Fiddlehead’s machine learning tools pull data sets from a wide variety of sources to measure food trends and purchases, including things like foot traffic patterns, google searches and payment card purchase size in reaction to COVID-19 case spikes and government restrictions. The findings were eye opening not just for food manufacturers but consumers as well.

“Consumer behaviour has changed dramatically. Dayparts (segmenting the day into a block of time meant for certain product sales) have been affected. Morning breakfast sales are down significantly, people aren’t commuting anymore, or grabbing breakfast before they head into the office. Working from home, not going out has really impacted that business. Conversely, afternoon snack time is way up. We’re seeing a significant rise in the number of people who go out after lunch for a walk, a quick snack, or a late meal.”

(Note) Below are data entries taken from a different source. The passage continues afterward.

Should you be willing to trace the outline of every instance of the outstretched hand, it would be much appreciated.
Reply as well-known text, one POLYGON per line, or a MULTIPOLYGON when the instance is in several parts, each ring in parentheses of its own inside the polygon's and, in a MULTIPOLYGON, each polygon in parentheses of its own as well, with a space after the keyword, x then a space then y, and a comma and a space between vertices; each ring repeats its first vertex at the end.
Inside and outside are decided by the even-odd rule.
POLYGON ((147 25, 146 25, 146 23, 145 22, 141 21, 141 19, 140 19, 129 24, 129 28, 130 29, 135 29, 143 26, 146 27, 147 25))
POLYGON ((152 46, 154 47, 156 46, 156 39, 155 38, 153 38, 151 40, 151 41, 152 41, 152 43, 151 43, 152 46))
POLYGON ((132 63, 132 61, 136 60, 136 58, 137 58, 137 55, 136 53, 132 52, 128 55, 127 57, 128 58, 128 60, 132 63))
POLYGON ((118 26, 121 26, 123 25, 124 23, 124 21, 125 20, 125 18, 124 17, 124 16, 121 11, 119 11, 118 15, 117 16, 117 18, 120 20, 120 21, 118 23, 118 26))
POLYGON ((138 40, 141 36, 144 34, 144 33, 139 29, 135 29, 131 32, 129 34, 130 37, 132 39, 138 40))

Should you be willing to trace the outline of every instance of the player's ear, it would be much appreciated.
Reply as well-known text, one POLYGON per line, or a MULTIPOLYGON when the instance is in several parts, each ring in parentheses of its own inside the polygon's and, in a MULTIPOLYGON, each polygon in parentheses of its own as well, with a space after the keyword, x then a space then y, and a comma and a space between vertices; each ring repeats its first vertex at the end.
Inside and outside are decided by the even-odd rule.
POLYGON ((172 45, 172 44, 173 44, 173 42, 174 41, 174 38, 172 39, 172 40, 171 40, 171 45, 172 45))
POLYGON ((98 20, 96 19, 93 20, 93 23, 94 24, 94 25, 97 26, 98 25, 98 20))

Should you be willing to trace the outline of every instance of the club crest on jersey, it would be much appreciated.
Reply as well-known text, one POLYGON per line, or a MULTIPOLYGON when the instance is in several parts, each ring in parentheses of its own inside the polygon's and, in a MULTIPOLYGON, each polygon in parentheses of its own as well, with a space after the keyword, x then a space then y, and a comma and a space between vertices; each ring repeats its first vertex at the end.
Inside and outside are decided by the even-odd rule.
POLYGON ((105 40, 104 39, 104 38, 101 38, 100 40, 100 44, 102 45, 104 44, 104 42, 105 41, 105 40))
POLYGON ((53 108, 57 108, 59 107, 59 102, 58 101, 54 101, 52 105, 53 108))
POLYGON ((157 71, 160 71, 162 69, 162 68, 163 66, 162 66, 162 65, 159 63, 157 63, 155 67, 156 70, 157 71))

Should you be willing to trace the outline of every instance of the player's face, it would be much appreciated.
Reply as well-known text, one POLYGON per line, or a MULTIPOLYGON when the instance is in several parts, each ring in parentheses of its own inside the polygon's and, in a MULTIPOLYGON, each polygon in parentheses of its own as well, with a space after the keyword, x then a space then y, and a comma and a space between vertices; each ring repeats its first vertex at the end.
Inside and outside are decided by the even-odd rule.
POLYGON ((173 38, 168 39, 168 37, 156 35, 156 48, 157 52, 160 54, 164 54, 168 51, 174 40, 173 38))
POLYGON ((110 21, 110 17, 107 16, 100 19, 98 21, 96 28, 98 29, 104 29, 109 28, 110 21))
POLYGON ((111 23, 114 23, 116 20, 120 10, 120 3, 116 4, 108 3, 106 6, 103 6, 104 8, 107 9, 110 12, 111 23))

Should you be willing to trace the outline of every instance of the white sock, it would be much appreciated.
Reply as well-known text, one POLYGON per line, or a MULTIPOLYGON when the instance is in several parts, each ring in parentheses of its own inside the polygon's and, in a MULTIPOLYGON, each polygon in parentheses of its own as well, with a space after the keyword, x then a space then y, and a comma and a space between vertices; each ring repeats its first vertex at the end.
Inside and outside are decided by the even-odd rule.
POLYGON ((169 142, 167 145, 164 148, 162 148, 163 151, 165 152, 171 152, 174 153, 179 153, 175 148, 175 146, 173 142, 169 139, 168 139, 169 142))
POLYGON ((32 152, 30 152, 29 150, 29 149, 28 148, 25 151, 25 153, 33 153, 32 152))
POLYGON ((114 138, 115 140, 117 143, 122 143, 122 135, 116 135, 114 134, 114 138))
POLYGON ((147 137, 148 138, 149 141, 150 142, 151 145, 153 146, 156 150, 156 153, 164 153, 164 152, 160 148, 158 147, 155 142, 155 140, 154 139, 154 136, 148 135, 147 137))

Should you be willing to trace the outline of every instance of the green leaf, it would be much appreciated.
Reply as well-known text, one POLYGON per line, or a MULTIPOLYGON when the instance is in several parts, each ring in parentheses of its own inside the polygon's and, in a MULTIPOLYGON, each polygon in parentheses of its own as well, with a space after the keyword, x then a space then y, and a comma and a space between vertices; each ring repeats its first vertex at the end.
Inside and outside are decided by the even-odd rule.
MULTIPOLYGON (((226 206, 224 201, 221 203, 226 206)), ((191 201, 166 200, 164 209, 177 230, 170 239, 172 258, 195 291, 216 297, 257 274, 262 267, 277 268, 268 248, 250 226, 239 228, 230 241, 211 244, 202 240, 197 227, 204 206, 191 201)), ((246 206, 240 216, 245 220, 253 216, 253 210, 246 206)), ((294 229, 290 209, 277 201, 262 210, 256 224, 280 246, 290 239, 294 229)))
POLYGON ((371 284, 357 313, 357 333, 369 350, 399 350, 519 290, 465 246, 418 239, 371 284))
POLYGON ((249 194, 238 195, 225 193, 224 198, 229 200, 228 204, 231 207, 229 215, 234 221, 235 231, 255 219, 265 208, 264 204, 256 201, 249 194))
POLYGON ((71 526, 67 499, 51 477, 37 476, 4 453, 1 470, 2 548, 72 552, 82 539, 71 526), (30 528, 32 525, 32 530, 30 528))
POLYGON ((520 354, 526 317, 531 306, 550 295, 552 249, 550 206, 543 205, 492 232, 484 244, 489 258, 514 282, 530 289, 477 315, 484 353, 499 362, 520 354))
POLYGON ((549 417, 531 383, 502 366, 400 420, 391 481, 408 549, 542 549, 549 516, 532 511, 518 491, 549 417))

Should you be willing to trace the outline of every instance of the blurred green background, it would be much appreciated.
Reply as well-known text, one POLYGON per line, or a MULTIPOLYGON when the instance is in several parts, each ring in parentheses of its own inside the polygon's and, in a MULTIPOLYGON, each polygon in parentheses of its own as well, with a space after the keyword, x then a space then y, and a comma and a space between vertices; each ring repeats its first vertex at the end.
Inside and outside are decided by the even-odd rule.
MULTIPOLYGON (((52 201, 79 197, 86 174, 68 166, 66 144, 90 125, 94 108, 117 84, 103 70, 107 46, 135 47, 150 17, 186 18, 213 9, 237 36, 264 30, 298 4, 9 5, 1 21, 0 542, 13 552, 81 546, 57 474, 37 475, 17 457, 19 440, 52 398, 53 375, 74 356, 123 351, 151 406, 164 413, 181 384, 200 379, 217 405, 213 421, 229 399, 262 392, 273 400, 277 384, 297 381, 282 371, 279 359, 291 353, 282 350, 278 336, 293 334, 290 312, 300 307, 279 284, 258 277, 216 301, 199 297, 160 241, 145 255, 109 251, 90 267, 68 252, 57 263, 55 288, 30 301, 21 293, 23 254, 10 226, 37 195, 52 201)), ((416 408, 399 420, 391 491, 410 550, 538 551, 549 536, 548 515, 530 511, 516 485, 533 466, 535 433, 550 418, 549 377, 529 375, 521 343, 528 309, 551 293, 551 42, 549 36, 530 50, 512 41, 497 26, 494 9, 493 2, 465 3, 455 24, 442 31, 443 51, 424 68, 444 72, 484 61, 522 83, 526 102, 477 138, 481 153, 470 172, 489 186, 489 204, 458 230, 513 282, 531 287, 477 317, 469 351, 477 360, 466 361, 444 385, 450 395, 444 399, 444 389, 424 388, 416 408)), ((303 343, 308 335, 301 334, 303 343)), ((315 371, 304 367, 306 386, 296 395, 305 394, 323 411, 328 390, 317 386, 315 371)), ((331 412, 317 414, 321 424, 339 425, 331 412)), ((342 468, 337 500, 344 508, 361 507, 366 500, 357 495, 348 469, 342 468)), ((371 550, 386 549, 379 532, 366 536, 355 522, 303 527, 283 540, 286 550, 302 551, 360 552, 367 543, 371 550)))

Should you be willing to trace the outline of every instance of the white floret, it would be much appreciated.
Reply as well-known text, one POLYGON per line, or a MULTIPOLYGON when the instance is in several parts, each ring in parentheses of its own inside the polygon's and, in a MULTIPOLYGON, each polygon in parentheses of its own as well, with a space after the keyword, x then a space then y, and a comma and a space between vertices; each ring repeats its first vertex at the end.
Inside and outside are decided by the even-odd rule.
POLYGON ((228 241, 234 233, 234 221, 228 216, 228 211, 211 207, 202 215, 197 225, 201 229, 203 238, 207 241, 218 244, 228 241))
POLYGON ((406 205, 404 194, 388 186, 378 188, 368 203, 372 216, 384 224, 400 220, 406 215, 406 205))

Shawn Carver noted that it would be interesting to see how many of these trends will stick post-pandemic, and felt that it was too early to conclude if these were permanent shifts in consumer behaviour. In either case, Fiddlehead’s machine learning technology was helping food manufacturers stay resilient and adapt to changing consumer behaviour.

The data found that when government restrictions were announced, frozen food sales spiked, with people buying longer lasting items because of market uncertainty, enabling food manufacturers like McCain to invest in their agricultural crops and products that would benefit from these trends. If average cheque sizes at restaurants diminish and disappear, food manufacturers would now know that consumers are investing less in fresh meals and crops that don’t keep as long as opposed to longer lasting pantry staples (and the crops used in their manufacturing).

Fiddlehead’s data continues to model scenarios to prepare manufacturers to localized trends as they happen and there is no reason to believe it can only be limited to food manufacturing. Manufacturing products across industries can take advantage of predictive modelling to forecast sales and offer products at the right place and the right time, bouncing back from the pandemic that much faster.